Molti hanno tracciato dei parallelismi tra le proteste di Piazza Taksim e quelle di Piazza Tahrir. Altri affermano che sono due fenomeni differenti. Qual è la tua opinione?
Da quello che ho letto e sentito, ci sono delle somiglianze soprattutto in quello che viene chiesto. In Egitto, però, la popolazione si è ribellata per chiedere diritti fondamentali e libertà; mentre i turchi protestano contro la repressione di diritti che già hanno. Loro combattono per la democrazia, noi combattiamo contro forze anti-democratiche. I popoli arabi sono stanchi di vivere sotto la Shari’a e la Turchia è un esempio perfetto di paese mussulmano democratico. Questi valori per cui ci stiamo battendo sono quelli che ci sono stati dati nel 1923. Fino a qualche anno fa abbiamo vissuto senza leggi imposte dalla religione; i diritti delle donne non venivano violati e tutti potevano godere della libertà e dei moderni diritti civili. Credo che i tentativi del governo, negli ultimi anni, siano volti a cancellare tutto questo.

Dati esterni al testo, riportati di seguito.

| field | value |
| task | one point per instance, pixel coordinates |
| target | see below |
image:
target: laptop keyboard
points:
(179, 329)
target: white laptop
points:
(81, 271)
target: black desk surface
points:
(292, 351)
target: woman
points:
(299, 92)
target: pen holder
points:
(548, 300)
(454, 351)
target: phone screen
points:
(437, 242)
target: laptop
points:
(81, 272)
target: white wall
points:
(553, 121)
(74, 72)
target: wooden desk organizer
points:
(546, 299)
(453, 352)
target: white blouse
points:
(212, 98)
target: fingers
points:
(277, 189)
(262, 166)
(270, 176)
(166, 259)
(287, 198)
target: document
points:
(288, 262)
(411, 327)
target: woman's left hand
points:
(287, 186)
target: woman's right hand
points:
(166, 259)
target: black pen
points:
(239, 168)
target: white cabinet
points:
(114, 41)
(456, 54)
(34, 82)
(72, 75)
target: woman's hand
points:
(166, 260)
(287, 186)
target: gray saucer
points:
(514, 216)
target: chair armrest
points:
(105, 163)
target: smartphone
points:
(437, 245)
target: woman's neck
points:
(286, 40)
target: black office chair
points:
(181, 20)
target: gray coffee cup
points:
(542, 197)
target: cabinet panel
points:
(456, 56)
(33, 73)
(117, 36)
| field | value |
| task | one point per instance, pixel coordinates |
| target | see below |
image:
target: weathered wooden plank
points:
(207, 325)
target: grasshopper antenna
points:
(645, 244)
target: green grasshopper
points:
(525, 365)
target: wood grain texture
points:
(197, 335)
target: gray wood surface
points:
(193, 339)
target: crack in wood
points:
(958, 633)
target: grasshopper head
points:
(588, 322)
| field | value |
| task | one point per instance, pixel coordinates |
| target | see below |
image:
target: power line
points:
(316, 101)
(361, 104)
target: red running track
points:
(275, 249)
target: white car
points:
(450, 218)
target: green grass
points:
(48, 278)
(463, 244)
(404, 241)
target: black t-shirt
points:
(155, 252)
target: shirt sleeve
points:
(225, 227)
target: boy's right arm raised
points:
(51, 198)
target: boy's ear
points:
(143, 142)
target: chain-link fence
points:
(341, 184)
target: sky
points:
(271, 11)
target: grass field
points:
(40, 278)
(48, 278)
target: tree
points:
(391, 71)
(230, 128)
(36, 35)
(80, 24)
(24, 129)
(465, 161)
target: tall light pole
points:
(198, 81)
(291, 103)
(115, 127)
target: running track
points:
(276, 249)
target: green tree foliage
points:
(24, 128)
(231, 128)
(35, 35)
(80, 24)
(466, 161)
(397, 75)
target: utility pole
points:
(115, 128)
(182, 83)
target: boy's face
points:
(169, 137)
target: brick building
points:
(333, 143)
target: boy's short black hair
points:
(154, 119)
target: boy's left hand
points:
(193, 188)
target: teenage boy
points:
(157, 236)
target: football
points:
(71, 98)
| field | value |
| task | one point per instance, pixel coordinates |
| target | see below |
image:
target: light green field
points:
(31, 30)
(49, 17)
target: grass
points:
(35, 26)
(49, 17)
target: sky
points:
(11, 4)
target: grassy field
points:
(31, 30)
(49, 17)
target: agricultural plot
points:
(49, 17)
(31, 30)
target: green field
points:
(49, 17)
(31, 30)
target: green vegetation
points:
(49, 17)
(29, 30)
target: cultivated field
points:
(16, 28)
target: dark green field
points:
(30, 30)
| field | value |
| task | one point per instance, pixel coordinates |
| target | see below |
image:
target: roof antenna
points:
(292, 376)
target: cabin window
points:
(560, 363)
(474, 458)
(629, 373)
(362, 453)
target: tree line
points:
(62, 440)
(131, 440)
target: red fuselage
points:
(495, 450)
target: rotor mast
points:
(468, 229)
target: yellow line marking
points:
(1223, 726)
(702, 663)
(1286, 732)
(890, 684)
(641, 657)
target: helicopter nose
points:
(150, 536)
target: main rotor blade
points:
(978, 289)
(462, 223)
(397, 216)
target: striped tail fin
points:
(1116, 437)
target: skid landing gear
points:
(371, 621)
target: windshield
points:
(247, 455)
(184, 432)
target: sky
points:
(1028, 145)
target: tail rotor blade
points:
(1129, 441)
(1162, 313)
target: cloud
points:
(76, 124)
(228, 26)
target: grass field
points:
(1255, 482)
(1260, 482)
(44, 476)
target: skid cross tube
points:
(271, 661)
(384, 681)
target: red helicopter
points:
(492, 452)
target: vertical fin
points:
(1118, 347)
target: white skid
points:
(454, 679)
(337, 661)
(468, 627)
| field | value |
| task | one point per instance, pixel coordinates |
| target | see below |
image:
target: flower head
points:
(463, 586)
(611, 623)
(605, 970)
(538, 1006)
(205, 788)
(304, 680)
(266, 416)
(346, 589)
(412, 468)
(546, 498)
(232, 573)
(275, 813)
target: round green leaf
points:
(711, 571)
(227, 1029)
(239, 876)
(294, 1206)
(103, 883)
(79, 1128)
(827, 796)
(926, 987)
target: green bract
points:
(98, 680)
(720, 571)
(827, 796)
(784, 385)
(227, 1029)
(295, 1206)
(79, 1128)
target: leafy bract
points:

Qual è il futuro della Turchia?
Credo e spero che in futuro il buon senso, l’etica, la legge, l’amore, la tolleranza, la scienza, l’arte e la ragione regnino in Turchia. A breve termine potrebbero esserci non pochi problemi siccome la politica del Primo Ministro e del suo partito sta dividendo il popolo portando conflitti anche di natura violenta. Ma gli eventi di Gezi Park ci stanno mostrando una gioventù, prima considerata apatica e priva di senso critico, prendersi le sue responsabilità ed impegnarsi per il futuro del proprio Paese rischiando letteralmente la vita davanti le gru e formando cordoni tra la polizia e gli agitatori. Questi giovani, accusati di “terrorismo” da Tayyip Erdogan sono la speranza. Sono la luce. Questi giovani sono il Sole del luminoso futuro che ci attende. Come diciamo in Turchia: “Il Sole non può essere seppellito sotto il fango”.